Case Study Hero: Mobile Alliance for Maternal Action (MAMA)

Mobile Alliance for Maternal Action (MAMA)

Inspiring better health by text for millions of women in low-resource settings

  • Created core set of SMS messages for pregnant women and new mothers to support, engage and educate
  • Published research showed the messages results in significant changes in key health behaviours
  • Messages now used by more than 160 organisations in over 50 countries and translated into 24 languages


The Mobile Alliance for Maternal Action (MAMA) was a $10mproject that harnessed the power of mobile technology to deliver vital health information to new and expectant mothers.

The project was a collaboration between the USAID and Johnson & Johnson, with support from the United Nations Foundation, mHealth Alliance and BabyCenter LLC.

As experts in mobile messaging and behaviour change, Thrive was challenged to lead on content strategy and production…

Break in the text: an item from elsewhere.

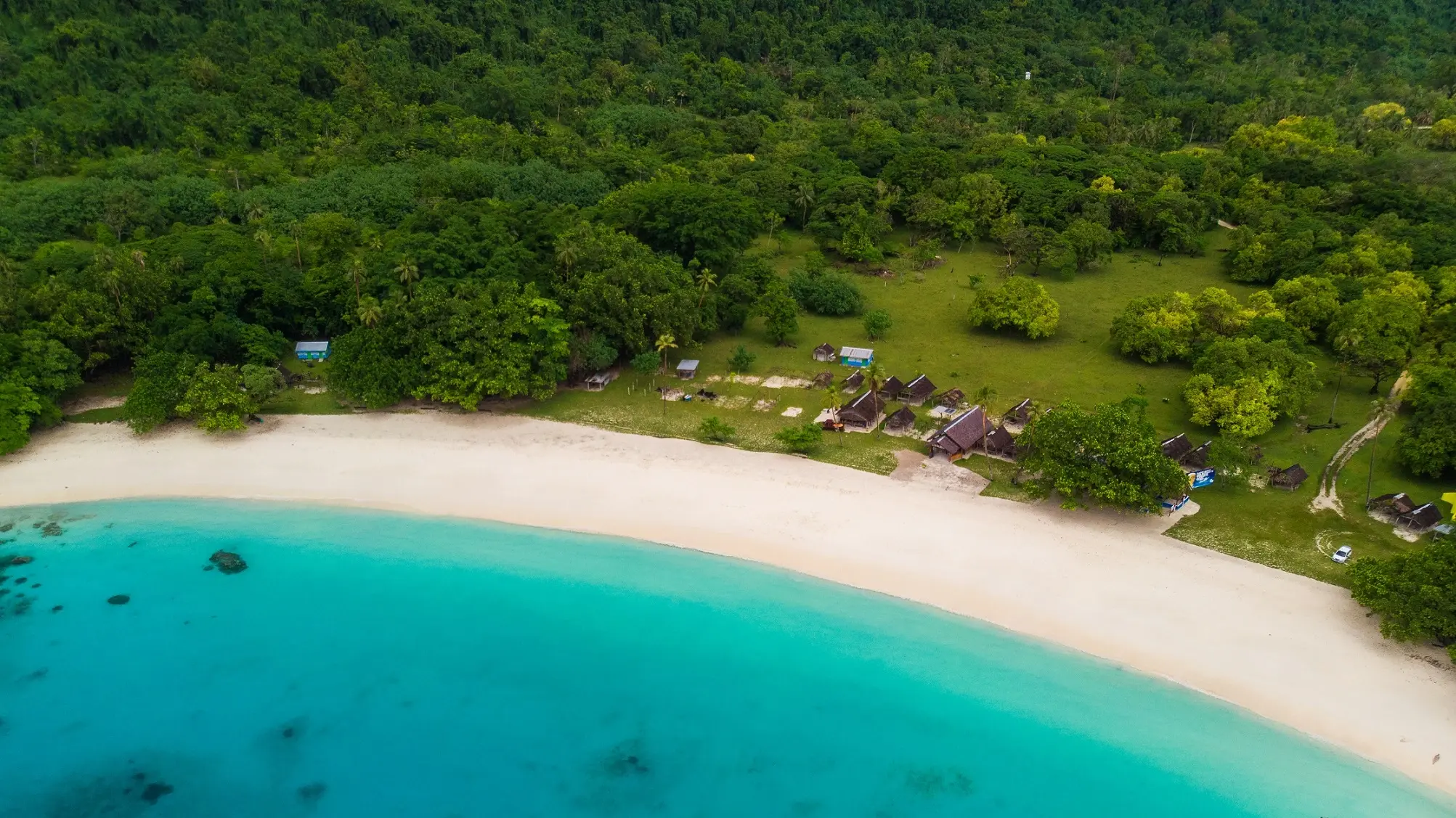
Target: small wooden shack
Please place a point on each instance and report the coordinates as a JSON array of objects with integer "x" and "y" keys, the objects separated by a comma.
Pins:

We created a core set of SMS messages that could be adapted for use anywhere in the world. As part of the brief, we also produced location-specific programmes for India, South Africa, Bangladesh and Nigeria.

Here’s how we did it:

  • We researched the health needs of women and children in low- and middle- income countries (LMICs).
  • We recruited a team of global experts who worked alongside the Thrive team to identify the most important topics to include, including antenatal care, nutrition and breastfeeding.
  • We embedded key information in 5,000 SMS messages, each limited to 140 characters, and packed them with relatable age and stage-based advice to foster trust and drive behaviour change.
  • We ran training courses for local NGOs to give them the skills to adapt MAMA messages without losing the nuances of the behaviour change messaging.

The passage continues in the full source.